SOCRadar® Cyber Intelligence Inc. | What Do You Need to Know About Apache HTTP Server CVE-2021-41773 Vulnerability


Nov 30, 2021
4 Mins Read

What Do You Need to Know About Apache HTTP Server CVE-2021-41773 Vulnerability

One of the world’s most significant open-source projects, Apache is a free and open-source cross-platform HTTP web server. Apache is responsible for handling back-and-forth communication between the server and the browser. Apache has been developed since 1995 by a community consisting of all volunteers. Since 1995, more than 4.3 billion lines of code have been written and changed while creating Apache. 

King of the Web: Apache

Apache is still one of the most used HTTP server clients even though it was first published in 1999. In 2009, Apache became the first web software to operate on more than 100 million websites. In 2021, Apache was found to be using %24.63 of the million busiest websites, ranking first in web server clients (source: Netcraft). 

The reasons for Apache’s popularity are that it is stable and versatile, it is beginner-friendly and easy to configure, and it has a vast community to get help. However, it has its drawbacks. For example, on websites with extreme traffic, the Apache server can have performance issues.

Having been operating on a quarter of the million busiest websites, a flaw in Apache could have devastating results for most of the internet. Apache’s and other commonly used web clients’ security is vital for websites. Unfortunately, a vulnerability, CVE-2021-41773, was found exploited-in-the-wild affecting Apache version 2.4.49. 

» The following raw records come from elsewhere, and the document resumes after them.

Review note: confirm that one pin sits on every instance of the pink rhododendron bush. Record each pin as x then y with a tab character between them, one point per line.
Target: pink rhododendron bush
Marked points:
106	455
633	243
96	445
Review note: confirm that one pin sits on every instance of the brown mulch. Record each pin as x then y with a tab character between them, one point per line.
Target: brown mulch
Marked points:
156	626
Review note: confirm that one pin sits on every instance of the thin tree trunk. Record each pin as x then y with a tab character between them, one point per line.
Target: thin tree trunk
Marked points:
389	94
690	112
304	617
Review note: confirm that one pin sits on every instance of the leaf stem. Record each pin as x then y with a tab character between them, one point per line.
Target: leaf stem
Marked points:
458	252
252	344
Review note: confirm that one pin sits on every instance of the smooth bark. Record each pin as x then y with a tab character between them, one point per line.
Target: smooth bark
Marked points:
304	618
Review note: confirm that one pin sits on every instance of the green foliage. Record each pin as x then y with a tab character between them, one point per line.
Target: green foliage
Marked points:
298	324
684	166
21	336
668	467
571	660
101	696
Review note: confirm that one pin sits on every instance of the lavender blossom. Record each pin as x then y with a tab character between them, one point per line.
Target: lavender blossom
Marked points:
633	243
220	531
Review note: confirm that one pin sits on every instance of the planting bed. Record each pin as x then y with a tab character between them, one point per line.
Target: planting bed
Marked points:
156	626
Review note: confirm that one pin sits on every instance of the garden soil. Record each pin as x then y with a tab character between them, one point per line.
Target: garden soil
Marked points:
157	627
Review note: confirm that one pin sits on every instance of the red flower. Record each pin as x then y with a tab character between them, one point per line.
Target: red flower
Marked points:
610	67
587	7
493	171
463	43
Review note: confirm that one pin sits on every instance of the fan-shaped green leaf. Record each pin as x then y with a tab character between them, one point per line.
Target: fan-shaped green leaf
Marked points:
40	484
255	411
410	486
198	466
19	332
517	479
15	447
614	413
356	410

After the vulnerability was exposed, the Apache Foundation has released a fix for the Apache HTTP Server, version 2.4.50. However, the fix was incomplete. Luckily, the vulnerability was patched after the 2.4.51 update. Analysts at SOCRadar suggest updating the Apache HTTP server to the newest version for every company using it.

Simple yet Destructive: CVE-2021-41773

The vulnerability was found in a change made to path normalization in Apache 2.4.49. A threat actor was able to use a path traversal attack, where the threat actor aims to access files outside the webroot folder and map URLs to files outside the root directory. If these external files are not protected, the attacker could succeed in accessing the files by the path traversal attack. In addition, if CGI scripts were enabled for the exploited paths, a remote code execution attack was also possible.

The vulnerability was named “CWE-22: Improper Limitation of a Pathname to a Restricted Directory (Path Traversal)” by the Common Weakness Enumeration (CWE) community. The CWE community states that the vulnerability was that the software in the Apache HTTP server did not check and eliminate special characters that can enable the threat actor to access a location outside of the restricted directory.

Many servers were exploited with this vulnerability before it was patched, and many more could still be exploited if the Apache software is not updated to at least version 2.4.51.

Several researchers have provided different PoCs (proof of concepts) for the vulnerability in various platforms like GitHub and Twitter. A sample one-liner PoC taken from Twitter is given below:

A Sample one-liner POC for CVE-2021-41773 (Source: Twitter)

The vulnerability was reported by Juan Escobar from Dreamlab Technologies, Fernando Muñoz from NULL Life CTF Team, Shungo Kumasaka, and Nattapon Jongcharoen.

Even though the vulnerability was patched with the update 2.4.51, more than 42 thousand vulnerable Apache servers are still waiting for the attackers to exploit.

Number of servers vulnerable to CVE-2021-41773 (Source: Shodan)

Stay Safe, Protect Yourself from CVE-2O21-41773

The vulnerability was fixed with the update 2.4.51, but even after a month, there are still more than 42 thousand vulnerable servers active. To protect oneself from CVE-2021-41773 and path traversal attack in general, analysts at SOCRadar suggest that:

  • Apache HTTP Server is updated to at least version 2.4.51. (For further information, please visit
  • The digital footprint is monitored thoroughly, software updates are checked frequently and applied if a new update is available.
  • From a developer’s viewpoint, all inputs should be assumed to be malicious and should be processed accordingly.
  • Security checks are carried out regularly.
  • The directories outside the web root folder should be protected and encrypted.